Tu vas diriger le côté propre de l’échiquier. Tu vas être la reine de cette ville. Elle regarda l’homme à côté d’elle, la violence qu’il portait, les ombres qui s’accrochaient à lui, mais aussi la dévotion absolue dans ses yeux. Elle n’était plus seulement l’intérimaire maladroite.

Elle était l’ancre qui le maintenait attaché à l’humanité, et il était le bouclier qui la protégeait du monde. D’accord, murmura-t-elle en déposant un baiser doux sur sa bouche meurtrie. Mais c’est moi qui choisis ma chaise de bureau. Les tiennes sont terribles pour le soutien lombaire.

Matteo sourit, un sourire sincère qui illumina le penthouse sombre. Tout ce que tu veux. Un mois plus tard, le quarante-deuxième étage bourdonnait d’une efficacité intense. Les moquettes étaient impeccables, la porte vitrée remplacée.

Chissy était assise derrière un immense bureau en acajou sur mesure, vêtue d’un blazer cramoisi et de talons aiguilles noirs qui ne couinaient plus. Ses cheveux étaient tirés en un chignon net. La porte de l’ascenseur s’ouvrit et Brick en sortit, portant une boîte en carton rose qu’il déposa doucement devant elle. Bonjour, patronne.

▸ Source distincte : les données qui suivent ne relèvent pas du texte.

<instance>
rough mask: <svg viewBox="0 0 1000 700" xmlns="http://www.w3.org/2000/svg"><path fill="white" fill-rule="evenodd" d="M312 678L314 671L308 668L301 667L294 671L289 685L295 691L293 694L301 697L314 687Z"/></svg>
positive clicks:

Cannoli à la pistache, comme tu aimes. Merci, B, dit Chissy sans lever les yeux, ses doigts volant sur le clavier. Si c’est à propos du syndicat irlandais qui veut renégocier les itinéraires de ramassage, dis-leur que Matteo accepte la réunion jeudi. Leur offre initiale doit être augmentée de vingt pour cent, sinon on fait passer les camions par le Jersey.

Brick cligna des yeux, un lent sourire s’étalant sur son visage balafré. Compris, vingt pour cent. Je passe l’appel. Dans le bureau d’angle, Matteo se tenait les mains dans les poches, la regardant.

Ses yeux étaient entièrement fixés sur la femme qui commandait ses soldats avec un clavier et un regard sévère. Elle sentit le poids de son regard, leva les yeux à travers la vitre. Il ne fit pas signe, il tapa simplement sur sa montre en levant deux doigts. Deux minutes avant le déjeuner.

Chissy leva les yeux au ciel de manière enjouée, lui offrit un petit sourire secret, puis se retourna vers ses écrans. Elle était une catastrophe qui avait trébuché dans une zone de guerre avec dix-sept dollars et un parapluie cassé. Mais alors qu’elle autorisait un virement de plusieurs millions d’un simple geste, elle savait une chose avec certitude : elle avait survécu à la semaine, et le chef de la mafia n’avait aucune chance.